À la suite de la tournée de Madame la Ministre des Pêches et de l’Économie maritime dans la région de Saint-Louis
Le Mouvement des Professionnels du Secteur de la Pêche Industrielle et Artisanale salue la démarche engagée à travers la tournée de terrain effectuée dans la région de Saint-Louis.
Cette démarche présente un intérêt particulier pour l’ensemble des acteurs de la filière, car elle permet de rapprocher l’action publique des réalités vécues quotidiennement par les pêcheurs, mareyeurs, transformateurs, aquaculteurs, industriels, commerçants et autres professionnels du secteur.
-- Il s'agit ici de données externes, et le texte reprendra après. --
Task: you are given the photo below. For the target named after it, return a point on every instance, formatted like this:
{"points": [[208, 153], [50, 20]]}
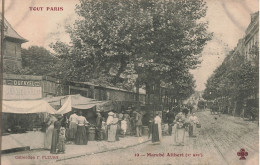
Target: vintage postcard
{"points": [[133, 82]]}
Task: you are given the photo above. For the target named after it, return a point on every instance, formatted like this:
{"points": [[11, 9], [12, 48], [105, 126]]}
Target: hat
{"points": [[111, 113]]}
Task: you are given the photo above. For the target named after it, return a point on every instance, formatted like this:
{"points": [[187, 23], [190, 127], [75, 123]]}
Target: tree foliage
{"points": [[159, 41]]}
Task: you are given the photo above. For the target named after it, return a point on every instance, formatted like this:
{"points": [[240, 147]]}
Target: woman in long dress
{"points": [[193, 122], [72, 126], [55, 135], [111, 128], [156, 129], [116, 126], [81, 134], [49, 131], [179, 129], [128, 122]]}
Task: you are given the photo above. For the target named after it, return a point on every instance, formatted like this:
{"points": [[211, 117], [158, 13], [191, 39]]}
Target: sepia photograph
{"points": [[129, 82]]}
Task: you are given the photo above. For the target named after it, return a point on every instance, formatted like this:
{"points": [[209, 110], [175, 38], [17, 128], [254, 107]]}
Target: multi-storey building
{"points": [[252, 34], [12, 48]]}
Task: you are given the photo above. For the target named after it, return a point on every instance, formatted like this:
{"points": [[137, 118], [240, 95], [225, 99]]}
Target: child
{"points": [[124, 126], [61, 143]]}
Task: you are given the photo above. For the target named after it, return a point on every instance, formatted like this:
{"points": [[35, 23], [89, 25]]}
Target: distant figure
{"points": [[116, 125], [49, 131], [99, 126], [55, 135], [81, 134], [138, 124], [179, 129], [72, 126], [124, 126], [128, 128], [170, 118], [62, 138], [111, 128], [155, 129], [193, 119]]}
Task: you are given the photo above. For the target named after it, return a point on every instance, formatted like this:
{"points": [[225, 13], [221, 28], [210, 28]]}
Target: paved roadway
{"points": [[218, 142]]}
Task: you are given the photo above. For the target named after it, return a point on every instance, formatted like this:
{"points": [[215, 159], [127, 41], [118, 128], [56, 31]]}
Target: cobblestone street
{"points": [[217, 144]]}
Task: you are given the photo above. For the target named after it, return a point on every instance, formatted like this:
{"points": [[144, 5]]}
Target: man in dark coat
{"points": [[170, 118], [138, 124], [99, 120]]}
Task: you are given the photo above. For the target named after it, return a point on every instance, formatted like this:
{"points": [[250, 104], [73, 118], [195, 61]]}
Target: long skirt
{"points": [[61, 144], [54, 141], [195, 130], [155, 133], [128, 127], [179, 136], [48, 137], [190, 130], [72, 130], [81, 136], [112, 133]]}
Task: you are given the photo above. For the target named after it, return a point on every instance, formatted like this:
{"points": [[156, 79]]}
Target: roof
{"points": [[11, 33]]}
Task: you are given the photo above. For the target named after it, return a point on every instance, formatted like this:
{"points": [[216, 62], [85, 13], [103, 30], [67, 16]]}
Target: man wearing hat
{"points": [[111, 131], [99, 120], [73, 125], [138, 124]]}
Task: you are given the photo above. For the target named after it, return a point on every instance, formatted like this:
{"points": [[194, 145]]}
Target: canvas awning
{"points": [[27, 106], [72, 101]]}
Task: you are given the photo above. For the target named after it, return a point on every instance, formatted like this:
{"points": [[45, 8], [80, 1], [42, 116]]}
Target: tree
{"points": [[38, 61], [160, 41]]}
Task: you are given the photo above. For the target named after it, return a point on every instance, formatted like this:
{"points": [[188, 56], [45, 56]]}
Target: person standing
{"points": [[111, 131], [138, 124], [61, 142], [99, 126], [124, 126], [155, 129], [72, 126], [49, 131], [170, 118], [81, 134], [179, 129], [127, 118], [55, 135], [116, 126], [193, 119]]}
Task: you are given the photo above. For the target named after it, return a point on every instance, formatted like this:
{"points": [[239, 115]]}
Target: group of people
{"points": [[75, 129], [180, 122], [56, 132], [123, 124]]}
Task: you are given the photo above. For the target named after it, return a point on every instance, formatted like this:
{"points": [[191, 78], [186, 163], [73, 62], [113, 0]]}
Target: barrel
{"points": [[91, 134], [145, 130]]}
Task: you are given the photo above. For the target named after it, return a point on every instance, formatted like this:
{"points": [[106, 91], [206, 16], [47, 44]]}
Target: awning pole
{"points": [[1, 71]]}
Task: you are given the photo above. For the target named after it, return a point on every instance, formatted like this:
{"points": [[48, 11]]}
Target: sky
{"points": [[228, 20]]}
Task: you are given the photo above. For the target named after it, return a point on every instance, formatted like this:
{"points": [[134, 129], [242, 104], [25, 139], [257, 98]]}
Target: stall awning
{"points": [[27, 106], [73, 101]]}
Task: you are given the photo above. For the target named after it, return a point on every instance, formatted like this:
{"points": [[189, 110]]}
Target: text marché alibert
{"points": [[46, 8]]}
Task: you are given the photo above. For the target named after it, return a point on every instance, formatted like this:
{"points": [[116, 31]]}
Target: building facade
{"points": [[12, 48], [252, 35]]}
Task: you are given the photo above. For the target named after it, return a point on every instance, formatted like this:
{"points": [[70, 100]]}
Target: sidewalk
{"points": [[72, 151]]}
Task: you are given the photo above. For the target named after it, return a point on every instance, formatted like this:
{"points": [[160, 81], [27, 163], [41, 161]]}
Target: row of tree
{"points": [[143, 43], [235, 83]]}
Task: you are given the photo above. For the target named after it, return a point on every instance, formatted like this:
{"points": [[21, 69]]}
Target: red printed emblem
{"points": [[242, 153]]}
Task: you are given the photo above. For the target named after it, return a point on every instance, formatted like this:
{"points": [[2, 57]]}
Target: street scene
{"points": [[130, 82]]}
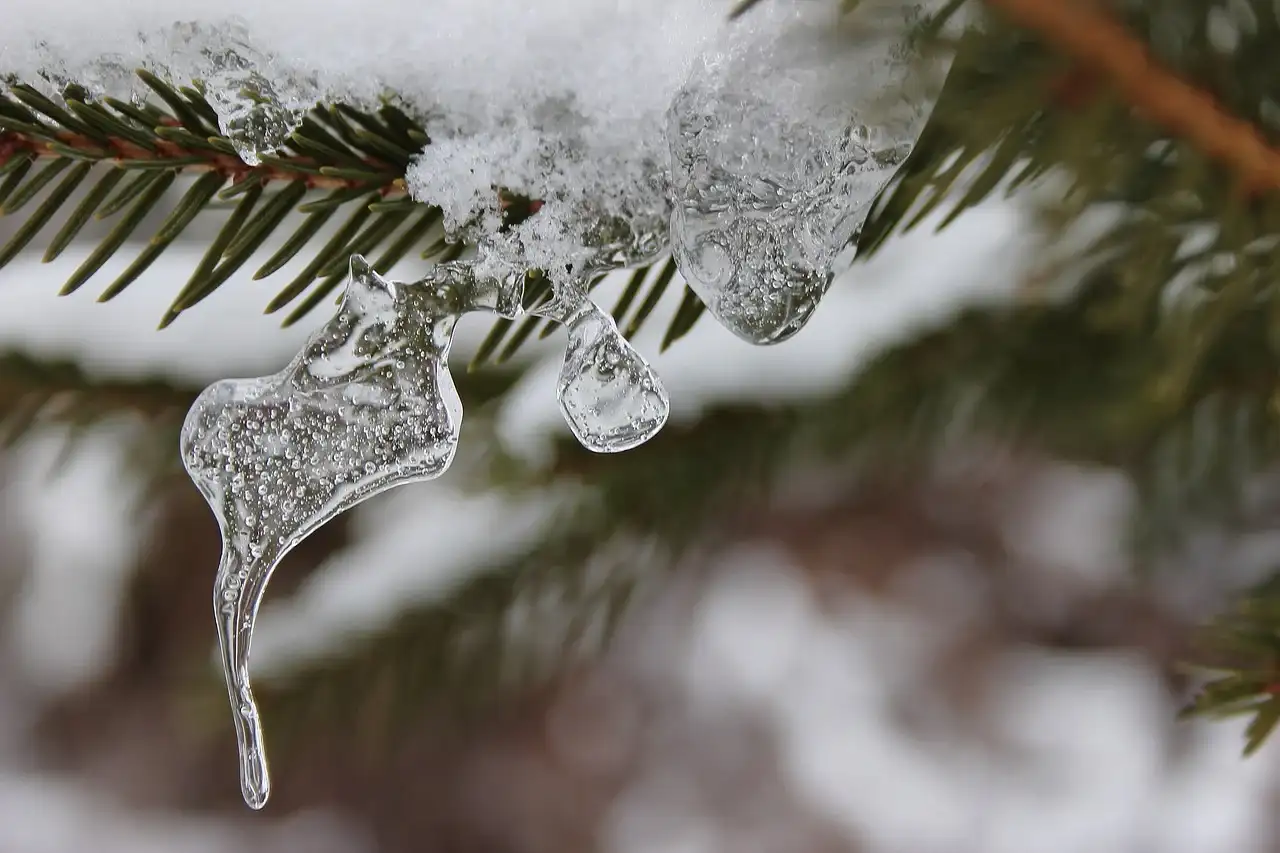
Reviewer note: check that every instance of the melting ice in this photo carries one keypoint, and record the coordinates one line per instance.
(780, 140)
(368, 405)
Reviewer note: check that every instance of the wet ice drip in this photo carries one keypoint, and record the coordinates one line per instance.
(780, 140)
(254, 113)
(611, 397)
(368, 405)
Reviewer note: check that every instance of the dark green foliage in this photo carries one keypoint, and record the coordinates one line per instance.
(339, 162)
(1157, 356)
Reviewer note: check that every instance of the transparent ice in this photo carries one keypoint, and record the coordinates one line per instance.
(255, 114)
(368, 405)
(611, 397)
(780, 140)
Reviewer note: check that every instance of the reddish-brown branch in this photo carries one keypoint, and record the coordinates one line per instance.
(1089, 35)
(13, 144)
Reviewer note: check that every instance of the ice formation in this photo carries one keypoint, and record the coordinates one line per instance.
(368, 405)
(611, 397)
(780, 140)
(562, 101)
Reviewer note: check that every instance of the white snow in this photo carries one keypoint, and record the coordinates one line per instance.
(561, 100)
(1074, 751)
(412, 544)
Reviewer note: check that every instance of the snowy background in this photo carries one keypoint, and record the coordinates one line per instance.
(963, 666)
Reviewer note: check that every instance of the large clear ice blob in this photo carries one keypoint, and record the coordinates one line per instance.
(780, 140)
(368, 405)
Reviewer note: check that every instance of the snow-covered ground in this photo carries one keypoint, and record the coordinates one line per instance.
(1077, 749)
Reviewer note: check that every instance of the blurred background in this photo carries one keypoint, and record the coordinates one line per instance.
(821, 612)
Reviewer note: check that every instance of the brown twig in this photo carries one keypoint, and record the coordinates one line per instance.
(13, 144)
(1091, 36)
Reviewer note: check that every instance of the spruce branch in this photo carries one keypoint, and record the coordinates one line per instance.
(1087, 33)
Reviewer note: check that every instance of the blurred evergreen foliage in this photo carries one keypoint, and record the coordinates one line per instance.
(1144, 131)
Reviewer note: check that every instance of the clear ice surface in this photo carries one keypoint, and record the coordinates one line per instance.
(780, 140)
(611, 397)
(368, 405)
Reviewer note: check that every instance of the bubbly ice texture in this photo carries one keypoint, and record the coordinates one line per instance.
(561, 101)
(368, 405)
(780, 140)
(611, 397)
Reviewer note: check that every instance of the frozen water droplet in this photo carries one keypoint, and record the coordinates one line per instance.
(365, 428)
(780, 140)
(611, 397)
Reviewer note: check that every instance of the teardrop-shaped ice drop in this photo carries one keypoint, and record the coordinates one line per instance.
(780, 140)
(368, 405)
(611, 397)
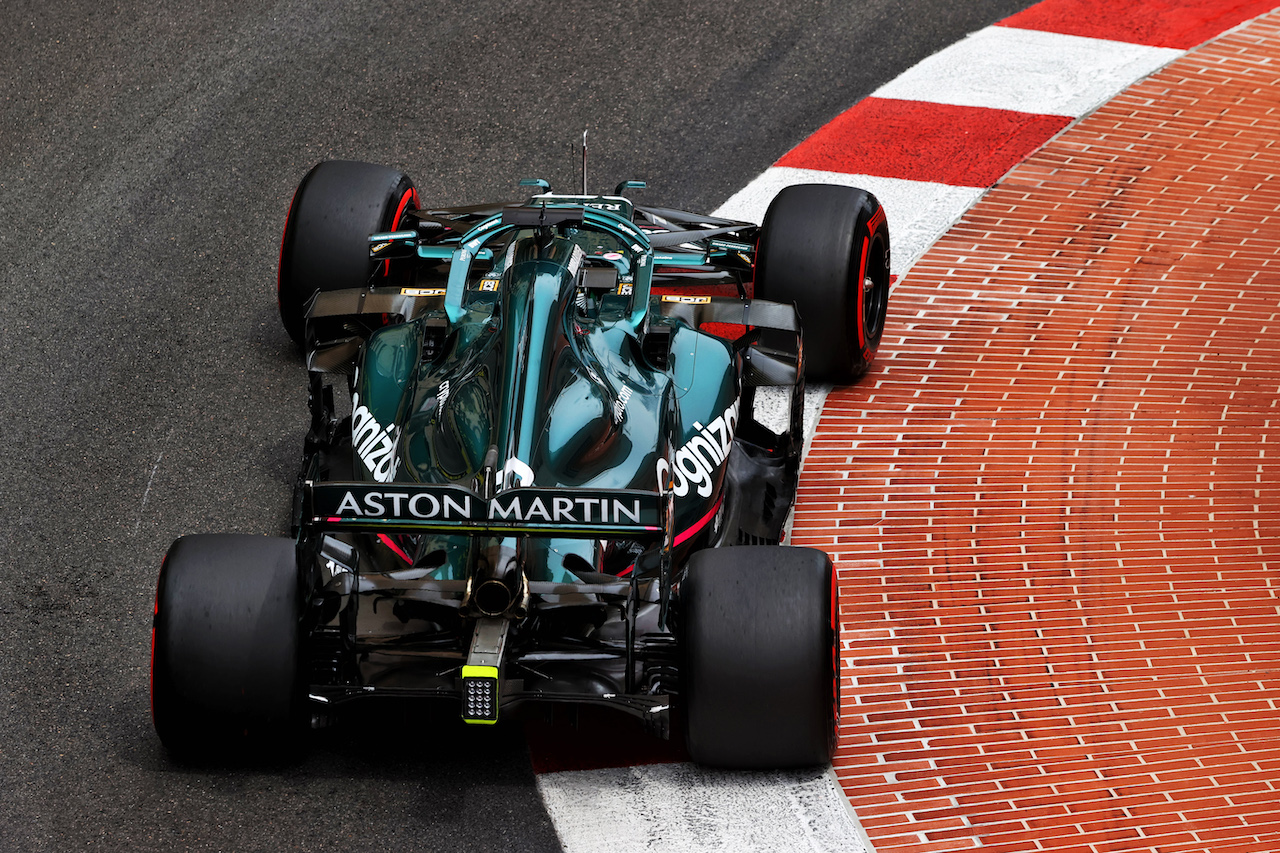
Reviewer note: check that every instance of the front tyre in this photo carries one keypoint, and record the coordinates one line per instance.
(824, 247)
(225, 646)
(325, 243)
(760, 643)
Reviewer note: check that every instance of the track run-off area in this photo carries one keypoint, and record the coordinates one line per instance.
(1052, 502)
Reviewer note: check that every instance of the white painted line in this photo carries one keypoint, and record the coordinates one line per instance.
(680, 808)
(1028, 71)
(918, 211)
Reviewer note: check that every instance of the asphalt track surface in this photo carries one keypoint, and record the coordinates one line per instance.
(146, 162)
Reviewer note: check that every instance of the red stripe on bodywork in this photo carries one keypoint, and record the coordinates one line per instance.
(400, 552)
(963, 146)
(700, 524)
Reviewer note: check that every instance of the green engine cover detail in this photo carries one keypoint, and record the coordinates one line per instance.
(389, 364)
(562, 392)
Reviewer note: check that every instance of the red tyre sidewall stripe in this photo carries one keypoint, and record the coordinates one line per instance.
(284, 235)
(410, 196)
(155, 617)
(862, 300)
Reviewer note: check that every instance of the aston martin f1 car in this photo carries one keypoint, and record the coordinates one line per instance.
(538, 471)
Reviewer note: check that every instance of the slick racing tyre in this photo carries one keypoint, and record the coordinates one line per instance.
(826, 249)
(225, 670)
(325, 243)
(760, 647)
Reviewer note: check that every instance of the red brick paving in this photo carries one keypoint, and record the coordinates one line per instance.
(1055, 503)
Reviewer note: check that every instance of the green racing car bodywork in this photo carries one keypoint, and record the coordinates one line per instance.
(552, 455)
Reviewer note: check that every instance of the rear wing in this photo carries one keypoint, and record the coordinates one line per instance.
(410, 507)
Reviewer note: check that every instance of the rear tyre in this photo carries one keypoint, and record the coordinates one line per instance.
(760, 646)
(826, 249)
(225, 670)
(325, 245)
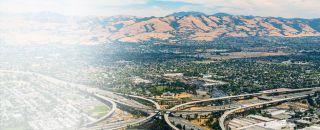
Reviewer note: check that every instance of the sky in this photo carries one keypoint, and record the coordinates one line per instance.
(143, 8)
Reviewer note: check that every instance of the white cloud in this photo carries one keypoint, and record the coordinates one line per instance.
(68, 7)
(283, 8)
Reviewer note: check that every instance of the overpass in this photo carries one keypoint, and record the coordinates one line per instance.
(98, 93)
(257, 105)
(183, 106)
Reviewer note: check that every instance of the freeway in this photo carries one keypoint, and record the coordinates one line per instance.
(227, 113)
(181, 106)
(122, 124)
(101, 93)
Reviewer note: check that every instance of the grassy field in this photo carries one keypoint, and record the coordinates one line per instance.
(99, 111)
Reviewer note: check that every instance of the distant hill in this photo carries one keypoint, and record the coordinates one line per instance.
(195, 26)
(191, 13)
(198, 26)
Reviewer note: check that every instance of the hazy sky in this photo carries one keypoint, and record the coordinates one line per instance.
(282, 8)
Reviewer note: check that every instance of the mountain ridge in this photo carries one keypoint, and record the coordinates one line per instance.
(198, 27)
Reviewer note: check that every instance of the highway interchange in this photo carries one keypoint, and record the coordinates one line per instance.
(115, 100)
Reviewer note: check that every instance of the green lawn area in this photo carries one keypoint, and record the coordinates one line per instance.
(158, 90)
(99, 111)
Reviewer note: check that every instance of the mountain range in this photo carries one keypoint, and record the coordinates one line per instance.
(202, 27)
(180, 26)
Nous considérons notamment comme positives les initiatives relatives à l’aquaculture, au développement de la pêche continentale, à l’amélioration des infrastructures, à la sécurité des pêcheurs et au renforcement de la souveraineté alimentaire.
- Une filière stratégique pour la souveraineté nationale
La pêche ne doit pas être considérée uniquement comme une activité économique. Elle constitue un secteur stratégique pour le Sénégal.
Elle contribue à l’alimentation des populations, à la création d’emplois, aux revenus des ménages, à l’activité industrielle, au commerce et au développement des territoires côtiers et continentaux.
À ce titre, le Mouvement estime que la politique nationale des pêches doit poursuivre un objectif central : faire de la pêche un véritable moteur de souveraineté alimentaire, économique et sociale.
- Renforcer le dialogue entre l’État et les professionnels
La tournée ministérielle montre l’importance du dialogue direct avec les acteurs.
Le Mouvement propose que cette dynamique soit poursuivie de manière permanente à travers un cadre national de concertation réunissant régulièrement :
les organisations de pêche artisanale ;
les professionnels de la pêche industrielle ;
les mareyeurs ;
les transformateurs ;
les aquaculteurs ;
les organisations de femmes ;
les jeunes professionnels ;
les acteurs scientifiques et techniques ;
les représentants de l’administration.
L’objectif doit être de permettre aux décisions publiques de tenir compte à la fois des données scientifiques, des impératifs économiques et de l’expérience des professionnels de terrain.
- Pêche artisanale : améliorer les conditions de travail et de sécurité
Les difficultés observées au niveau des sites de pêche montrent la nécessité de poursuivre les investissements dans les infrastructures et la sécurité.
Le Mouvement appelle notamment à renforcer :
les infrastructures de débarquement ;
les équipements de sécurité ;
l’accès à l’eau et à l’électricité ;
les installations de conservation et de stockage ;
l’hygiène dans les sites de débarquement ;
l’accès aux équipements adaptés ;
la formation des professionnels ;
l’accompagnement des femmes transformatrices et mareyeuses.
La sécurité des pêcheurs doit rester une priorité absolue.
- Pêche industrielle : renforcer la compétitivité et la transformation locale
La pêche industrielle doit également être intégrée dans une stratégie nationale de transformation et de création de valeur.
Il est nécessaire de favoriser davantage la transformation locale des produits halieutiques, le développement des infrastructures industrielles et la création d’emplois qualifiés.
Le Mouvement considère que la compétitivité du secteur doit aller de pair avec une gestion durable des ressources halieutiques et avec une meilleure intégration des professionnels nationaux dans les chaînes de valeur.
- Aquaculture : une opportunité stratégique
Le développement de l’aquaculture constitue une perspective importante pour réduire la pression sur certaines ressources halieutiques et renforcer l’offre nationale en produits aquatiques.